Pause here. Current British drama, in its higher West End echelons, is rife with entertainments for an elite audience, people who did well on their A levels being talked to by people who did even better. Butterworth, educated at St. Alban's and Cambridge, is self-consciously literary, and so are his characters. That can be poisonous to sincerity. Within five minutes of Jerusalem's first act we know, from the actors' own mouths, that our hero Johnny Byron is a wastrel scamp in the lineage of Falstaff, that he functions as the Pied Piper of Wiltshire, attracting stray kids to his battered silver Airstream in the woods (he even calls them rats, and one is named Lee Piper), and that his zany profanity and drug-soaked habits are a thin veneer for Yeatsian eloquence about the lost world of primeval England. All join hands and vow to follow the hobbits to Stonehenge.

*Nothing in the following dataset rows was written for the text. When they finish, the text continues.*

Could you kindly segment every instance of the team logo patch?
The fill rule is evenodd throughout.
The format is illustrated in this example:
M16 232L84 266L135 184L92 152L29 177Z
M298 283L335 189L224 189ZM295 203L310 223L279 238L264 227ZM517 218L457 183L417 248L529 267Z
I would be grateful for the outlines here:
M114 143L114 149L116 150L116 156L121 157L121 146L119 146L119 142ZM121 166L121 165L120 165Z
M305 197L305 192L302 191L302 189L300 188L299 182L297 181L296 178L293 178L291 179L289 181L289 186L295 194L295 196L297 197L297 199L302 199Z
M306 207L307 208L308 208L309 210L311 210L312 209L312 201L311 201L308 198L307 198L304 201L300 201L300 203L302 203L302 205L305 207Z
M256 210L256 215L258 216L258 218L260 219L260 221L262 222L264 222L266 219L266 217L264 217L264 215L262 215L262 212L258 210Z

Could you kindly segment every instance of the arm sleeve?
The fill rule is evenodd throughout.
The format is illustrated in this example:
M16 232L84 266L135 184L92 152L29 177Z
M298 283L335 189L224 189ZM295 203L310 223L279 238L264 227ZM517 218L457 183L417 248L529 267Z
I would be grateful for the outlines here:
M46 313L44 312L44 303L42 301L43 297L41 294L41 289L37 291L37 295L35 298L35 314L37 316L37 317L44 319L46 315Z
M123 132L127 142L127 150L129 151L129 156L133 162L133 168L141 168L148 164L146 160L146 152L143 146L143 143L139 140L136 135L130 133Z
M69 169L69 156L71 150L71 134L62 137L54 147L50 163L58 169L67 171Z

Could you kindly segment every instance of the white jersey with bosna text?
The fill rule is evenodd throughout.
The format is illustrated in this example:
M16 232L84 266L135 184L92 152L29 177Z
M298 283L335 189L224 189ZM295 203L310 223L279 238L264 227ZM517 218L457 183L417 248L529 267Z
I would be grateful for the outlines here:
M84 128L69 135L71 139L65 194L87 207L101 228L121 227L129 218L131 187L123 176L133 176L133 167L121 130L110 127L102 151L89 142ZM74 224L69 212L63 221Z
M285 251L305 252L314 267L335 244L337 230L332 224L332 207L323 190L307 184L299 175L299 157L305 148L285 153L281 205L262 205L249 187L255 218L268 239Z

End pause.  Happily, Jerusalem transcends its raw materials, and in Rooster we meet a genuine original, at once a loser, rebel, myth-maker, outcast, bandit, and savior of lost souls. It's a heady mix of light and shadow (pied, indeed), and Butterworth shifts from antic comedy in the first act to a serious confrontation in the second, as the local authorities show up to evict Byron from his squatter's paradise -- the town wants to build a new swanky estate. Yet it's the third act that seals Jerusalem's ambition to burn itself into our memories. Rooster puts up a fight for his small corner of the ancestral green world, and in so doing he runs afoul of bloody violence. To carry off this drastic darkening, one needs a lead actor with incredible range.

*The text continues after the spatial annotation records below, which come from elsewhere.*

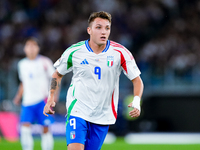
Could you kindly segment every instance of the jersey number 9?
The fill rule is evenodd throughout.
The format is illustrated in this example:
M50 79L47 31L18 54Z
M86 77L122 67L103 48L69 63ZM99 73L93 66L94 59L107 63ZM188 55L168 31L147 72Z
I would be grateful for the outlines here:
M100 67L95 67L94 68L94 74L98 75L98 79L101 79L101 68Z

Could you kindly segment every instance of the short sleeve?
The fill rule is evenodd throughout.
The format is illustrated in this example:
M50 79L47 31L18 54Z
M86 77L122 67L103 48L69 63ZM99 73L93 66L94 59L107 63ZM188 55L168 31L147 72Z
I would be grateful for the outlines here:
M72 57L70 54L70 51L66 50L63 55L54 63L54 67L62 75L72 71Z
M131 52L126 48L124 48L121 52L121 55L123 55L121 56L121 59L123 59L121 60L123 72L130 80L133 80L134 78L138 77L141 74L141 72Z

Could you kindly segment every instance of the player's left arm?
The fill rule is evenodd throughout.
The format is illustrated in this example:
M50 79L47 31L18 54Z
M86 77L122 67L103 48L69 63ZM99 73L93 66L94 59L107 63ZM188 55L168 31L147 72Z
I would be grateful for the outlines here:
M45 116L48 116L48 114L55 113L55 111L53 111L51 109L51 107L55 107L55 105L56 105L55 95L57 93L57 90L60 88L62 77L63 77L63 75L60 74L57 70L52 75L49 96L48 96L47 103L43 110L43 114Z
M133 83L133 93L134 98L133 102L128 105L128 107L133 107L133 110L129 112L129 116L131 117L139 117L140 116L140 100L143 94L144 84L140 76L134 78L132 80Z

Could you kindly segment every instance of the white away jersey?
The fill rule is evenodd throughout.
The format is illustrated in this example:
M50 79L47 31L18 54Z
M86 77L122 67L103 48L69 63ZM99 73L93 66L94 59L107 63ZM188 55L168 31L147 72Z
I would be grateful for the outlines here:
M54 71L52 61L42 55L35 60L24 58L19 61L18 73L24 90L22 105L37 104L48 96L48 86Z
M73 71L67 113L97 124L116 121L121 71L130 80L140 75L132 54L109 40L100 54L93 52L88 40L74 44L54 66L62 75Z

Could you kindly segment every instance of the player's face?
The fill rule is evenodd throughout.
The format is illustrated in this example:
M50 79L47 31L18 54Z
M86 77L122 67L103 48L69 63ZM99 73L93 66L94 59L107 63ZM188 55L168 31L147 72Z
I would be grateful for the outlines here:
M35 41L27 41L24 46L24 52L29 59L35 59L39 53L39 46Z
M88 27L90 40L97 45L105 45L110 35L111 23L107 19L96 18Z

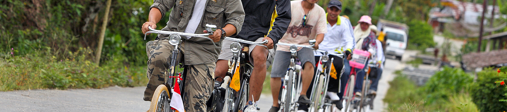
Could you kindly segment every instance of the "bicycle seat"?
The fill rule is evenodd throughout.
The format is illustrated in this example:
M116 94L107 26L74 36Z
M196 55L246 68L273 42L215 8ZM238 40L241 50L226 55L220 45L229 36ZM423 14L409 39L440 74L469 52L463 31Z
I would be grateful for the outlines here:
M248 46L243 47L243 51L248 51L249 49L250 49L250 48Z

The play has found one in Mark Rylance, sure to win this year's Olivier award for his bravura turn as Rooster. Lounging outside his camper in grungy fatigues and t-shirt, he is the master of revels and spinner of fantastic yarns. Verbally, epic raunch is his trademark, as in this (abbreviated) version of how Rooster came to be born of a virgin.  A hapless Wiltshireman suspected his wife of cheating on him with his best friend. Following the couple to a cheap hotel, he catches them in flagrante delicto, his friend enjoying his wife "from the back seats."  The enraged husband shoots the humping friend in his balls. The bullet passes through, ricochets off a brass bedpost and out the window, where after a few more ricochets it enters a bus, passes through an old lady's handbag, and comes to rest in the privates of a young girl riding to work. She is impregnated by the bullet and gives birth to Johnny Byron without benefit of sexual congress. Johnny emerges from the womb with a full head of hair, a black cape, and the ability to speak. He turns to his mother, and his first words are "What was that dark place I came from?" To which she replies, "England." Now imagine this tale delivered at top speed with many profane flourishes, and you get the gist of Rooster's delirious dialogue.

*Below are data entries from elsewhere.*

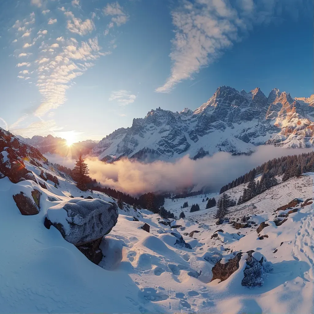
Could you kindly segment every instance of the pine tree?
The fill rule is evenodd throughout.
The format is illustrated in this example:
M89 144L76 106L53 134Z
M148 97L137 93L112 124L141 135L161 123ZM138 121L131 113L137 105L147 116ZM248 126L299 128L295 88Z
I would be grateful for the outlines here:
M193 204L191 206L190 212L192 213L193 212L197 212L198 210L199 210L199 205L198 204Z
M82 155L80 155L72 171L72 177L77 182L76 186L81 191L87 190L86 184L90 180L88 173L87 165L84 162Z
M228 213L228 208L236 205L236 202L230 199L230 197L224 193L219 198L218 203L218 208L216 214L216 218L223 218Z
M216 205L216 200L214 198L210 198L207 202L207 203L206 204L206 208L207 209L208 208L211 208Z
M122 199L120 196L118 198L117 203L118 203L118 207L120 209L124 209L124 206L123 205L123 202L122 201Z

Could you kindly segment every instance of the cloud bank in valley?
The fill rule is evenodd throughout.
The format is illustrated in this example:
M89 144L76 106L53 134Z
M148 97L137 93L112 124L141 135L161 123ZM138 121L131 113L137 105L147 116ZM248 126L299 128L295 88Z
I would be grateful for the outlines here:
M106 164L96 159L85 160L90 175L102 185L136 195L176 192L192 187L195 191L206 187L219 191L223 186L270 159L312 150L263 146L257 148L250 156L232 156L221 152L196 160L186 156L173 162L158 160L145 164L126 159Z

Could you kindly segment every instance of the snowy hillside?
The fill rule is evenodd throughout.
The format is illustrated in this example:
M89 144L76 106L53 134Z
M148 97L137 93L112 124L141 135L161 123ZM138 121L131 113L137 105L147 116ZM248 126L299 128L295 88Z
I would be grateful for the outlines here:
M73 159L77 158L80 154L86 155L89 154L98 143L87 140L70 143L69 146L66 140L50 135L47 136L35 135L31 138L25 138L20 135L17 137L24 143L37 148L42 154L57 154Z
M205 208L217 194L166 199L185 212L176 221L118 210L2 129L0 149L0 312L314 311L313 173L230 208L217 225L217 208ZM226 193L237 199L246 185Z
M313 96L293 99L274 89L266 97L221 86L194 111L160 107L131 127L118 129L100 141L92 154L110 162L123 156L148 161L196 159L219 151L248 152L257 145L311 147L314 139Z

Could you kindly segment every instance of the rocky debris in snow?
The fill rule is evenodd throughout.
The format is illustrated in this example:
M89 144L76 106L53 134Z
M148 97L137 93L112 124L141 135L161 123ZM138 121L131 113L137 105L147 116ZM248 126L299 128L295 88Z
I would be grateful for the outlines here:
M241 221L243 222L246 222L250 220L250 216L244 216L241 219Z
M0 172L13 183L24 180L36 181L32 172L25 168L22 159L8 147L0 152Z
M46 190L48 190L48 188L47 188L47 187L46 187L46 184L45 184L45 183L41 183L41 182L39 182L39 181L38 181L38 183L39 183L39 185L40 185L40 186L41 186L41 187L42 187L42 188L43 188L43 189L46 189Z
M48 196L48 200L49 202L56 202L57 201L61 201L61 200L57 199L56 198L54 197L53 196L49 196L49 195Z
M241 259L243 253L240 252L238 253L233 258L230 258L225 264L220 263L221 259L220 259L215 264L212 269L213 278L211 281L215 279L220 279L222 281L227 279L240 267L239 262Z
M78 246L110 232L118 212L116 206L104 201L75 198L50 207L46 215L67 241Z
M217 262L212 269L213 278L211 281L219 279L223 281L227 279L239 269L239 263L243 253L239 252L224 264L220 263L221 259ZM266 273L272 271L273 269L271 263L268 262L260 253L254 252L252 250L248 251L246 253L246 264L243 271L244 277L241 284L242 286L250 287L260 287L264 283Z
M41 170L40 173L40 174L39 175L39 176L43 180L44 180L46 182L47 181L47 177L46 176L46 174L44 173L43 170Z
M263 221L261 223L261 224L258 226L258 228L256 229L256 231L257 233L260 233L261 231L265 227L268 227L269 225L268 224L266 224L265 221Z
M174 226L171 226L170 227L170 229L173 229L174 228L176 229L177 228L179 228L180 227L182 226L181 225L175 225Z
M141 227L141 229L143 229L143 230L144 231L146 231L146 232L149 232L149 229L150 229L150 226L148 224L146 224L145 222L144 225L143 225L142 227Z
M221 218L216 221L216 225L222 225L223 224L229 224L229 219L228 218Z
M313 199L314 199L314 198L308 198L301 204L301 207L303 208L305 206L307 206L308 205L310 205L311 204L312 204L312 202L310 202L309 201L311 201Z
M277 218L275 219L273 221L275 223L275 224L278 227L279 226L281 226L284 222L285 222L288 220L287 218L285 218L284 219L279 219L278 218Z
M176 233L175 232L171 232L171 234L174 236L176 238L176 243L175 245L179 247L184 247L187 249L192 249L192 247L188 243L187 243L184 241L183 237L180 234Z
M200 232L200 231L199 231L198 230L194 230L193 231L191 231L189 234L189 236L190 238L192 238L193 237L193 236L194 235L194 233L198 233L199 232Z
M252 225L248 223L245 224L241 224L240 222L235 222L232 224L232 226L235 229L238 230L242 228L249 228L252 227Z
M103 255L99 246L102 237L76 247L91 262L98 265L102 259Z
M210 238L211 239L213 239L213 238L216 238L216 237L218 236L218 234L216 233L216 232L223 232L223 232L224 230L222 229L219 229L219 230L216 230L210 237Z
M260 258L258 260L252 256L252 253L254 253L253 250L246 252L248 256L246 259L246 265L243 271L244 277L241 284L250 288L261 287L264 283L266 273L272 271L273 267L260 253L254 255L255 257Z
M164 221L162 220L161 221L158 221L158 223L165 226L170 226L171 224L171 221Z
M196 271L196 270L193 270L192 271L188 272L187 274L191 277L193 277L196 278L197 279L202 274L202 271L200 270L199 273Z
M295 207L298 204L302 203L302 200L300 199L299 198L295 198L285 205L283 205L282 206L281 206L280 207L278 207L275 211L277 212L279 210L285 210L286 209L288 208L292 208L292 207Z
M32 196L35 202L35 203L37 205L37 207L40 209L40 200L41 196L42 195L42 193L40 192L38 190L33 190L31 192Z
M35 191L37 191L37 190ZM32 192L32 195L33 195ZM39 209L36 205L35 200L31 199L23 192L21 192L13 196L14 201L22 215L37 215L39 212ZM39 204L40 197L39 195L39 197L38 199Z

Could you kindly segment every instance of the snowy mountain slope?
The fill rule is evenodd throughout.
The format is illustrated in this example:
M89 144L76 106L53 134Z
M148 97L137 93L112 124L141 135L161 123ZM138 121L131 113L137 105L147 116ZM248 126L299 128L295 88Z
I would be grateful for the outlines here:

Butterworth has created brazenly self-aggrandizing characters who delight in their own verbal pyrotechnics, but in the end it's Jerusalem's good heart that saves it, even as Rooster's intent to save lost souls dooms him.  Falstaff vanishes from sight in pathos, and tears-after-laughter is  called upon here.  Nobody will miss the play's originality or Butterworth's astonishing talent. He credits Pinter as being a "gi-normous" influence, but I wonder if Shakespeare, as ever, isn't hovering in the shadows of the glade.